Em complemento ao TAC 1 do Comperj (atual Gaslub), assinado em 2019, o novo acordo estabelece critérios para a execução de projetos de restauração florestal a serem seguidos pela Seas-RJ e INEA, como o de priorizar esforços para a promoção de ações de restauração ecológica no Parque Águas e nas faixas marginais de proteção das sub-bacias hidrográficas dos rios Caceribu e Macacu, que margeiam o Gaslub e deságuam na Baía de Guanabara.

Embora presentes em reuniões que discutiram as bases para o novo TAC, o Instituto Brasileiro do Meio Ambiente e Recursos Naturais Renováveis (Ibama), o Instituto Chico Mendes de Conservação da Biodiversidade (ICMBio) e o Ministério Pùblico Federal (MPF) em São Gonçalo (RJ) preferiram não assinar o documento. Para Breno Herrera, gerente regional do Sudeste no ICMBio, “a celebração deste TAC é um avanço em relação à implantação do Parque Natural Municipal das Águas de Guapimirim”. Entretanto, ele diz que o acordo não promove avanços significativos quanto à restauração florestal das matas ciliares dos rios Macacu e Caceribu, “ação imprescindível para a mitigação dos impactos do empreendimento sobre o regime hidrológico local”, critica Herrera, completando: “A efetiva manutenção dos atributos ecológicos da APA Guapimirim e da Esec Guanabara, localizadas à jusante do empreendimento, depende desta restauração, antes do início de operação do empreendimento. Por esta razão, acompanharemos a implementação do TAC, mas optamos por não o assinar.”

O gerente do Sudeste no ICMBio refere-se ao início de operação da refinaria de gás natural do Gaslub. Como mostrou ((o))eco na reportagem “Governo do RJ concede licença à Petrobras, ignorando descumprimento de condicionantes no Gaslub”, publicada no último dia 8, a Comissão Estadual de Controle Ambiental (Ceca) concedeu a licença de operação e recuperação (LOR) para as unidades de utilidades da planta de gás natural (UPGN) na reunião do colegiado realizada em 6 de agosto. Nas unidades de utilidades, serão gerados insumos como água tratada, vapor e energia elétrica para a UPGN no megaempreendimento da Petrobras localizado em Itaboraí, no leste fluminense. Tudo indica que a Ceca concederá em breve a licença de operação (LO) à UPGN, atropelando novamente o licenciamento ambiental, mas agora podendo se valer do TAC 3 do Comperj para justificar o voto favorável da maioria dos membros do colegiado, ligados ao governo estadual.

O procurador da República Marco Mazzoni, que conduz investigação a respeito do descumprimento de obrigações do licenciamento ambiental do Comperj pela Petrobras, esclarece por que o MPF decidiu não participar do TAC 3. “A instituição tem uma postura externa justamente para perceber se as medidas adotadas para o licenciamento atenderão aos critérios federais dos bens afetados, como o caso de medidas efetivas para reflorestamentos.
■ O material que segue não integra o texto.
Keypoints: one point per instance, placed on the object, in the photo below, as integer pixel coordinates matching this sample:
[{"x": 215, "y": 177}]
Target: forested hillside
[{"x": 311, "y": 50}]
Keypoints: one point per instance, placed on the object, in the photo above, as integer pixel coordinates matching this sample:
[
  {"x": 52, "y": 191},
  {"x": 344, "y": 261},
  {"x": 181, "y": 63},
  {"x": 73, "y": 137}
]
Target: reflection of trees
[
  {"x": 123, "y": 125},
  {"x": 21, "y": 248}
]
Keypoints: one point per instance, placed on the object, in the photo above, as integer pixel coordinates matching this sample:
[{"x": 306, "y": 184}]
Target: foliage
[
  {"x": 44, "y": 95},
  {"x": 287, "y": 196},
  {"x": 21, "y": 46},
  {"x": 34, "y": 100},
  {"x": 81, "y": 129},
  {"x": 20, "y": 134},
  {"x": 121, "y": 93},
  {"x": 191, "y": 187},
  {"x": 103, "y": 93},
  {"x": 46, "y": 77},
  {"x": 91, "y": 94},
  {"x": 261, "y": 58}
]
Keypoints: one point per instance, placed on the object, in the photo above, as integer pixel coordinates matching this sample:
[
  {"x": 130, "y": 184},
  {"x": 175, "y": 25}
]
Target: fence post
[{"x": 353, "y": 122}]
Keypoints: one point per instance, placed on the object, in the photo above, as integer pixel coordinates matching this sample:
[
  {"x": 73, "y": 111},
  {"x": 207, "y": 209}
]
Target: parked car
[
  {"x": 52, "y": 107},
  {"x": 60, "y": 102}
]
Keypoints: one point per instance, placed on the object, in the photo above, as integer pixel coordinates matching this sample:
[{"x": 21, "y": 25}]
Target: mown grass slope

Participar de um ato sem transformação da realidade seria inefetivo. Mas já sugerimos que o ICMBio e IBAMA poderão apresentar as áreas pertinentes para receberem o reflorestamento.”

O promotor Tiago Veras preferiu não responder ao questionamento da reportagem sobre a ausência da Petrobras nas reuniões que discutiram as bases do novo TAC. Titular da 2ª Promotoria de Justiça de Tutela Coletiva do Núcleo de Itaboraí, Veras tem liderado o acompanhamento do cumprimento dos TACs do Comperj pelo MPRJ.

Contexto

A condicionante 30.2 da licença prévia (LP) do Comperj tem sido vítima de um jogo de empurra entre Petrobras, Inea e prefeitura de Guapimirim, cidade vizinha a Itaboraí, como mostrou a reportagem publicada pelo ((o))eco a respeito do assunto em 8 de agosto passado. Inicialmente, a estatal descumpriu a 30.2, que a obrigava a comprar, reflorestar e promover a manutenção de uma área de 2.525 hectares para servir de zona tampão, mitigando (atenuando) os impactos ambientais negativos do Comperj sobre a APA Guapi-Mirim e a Esec Guanabara.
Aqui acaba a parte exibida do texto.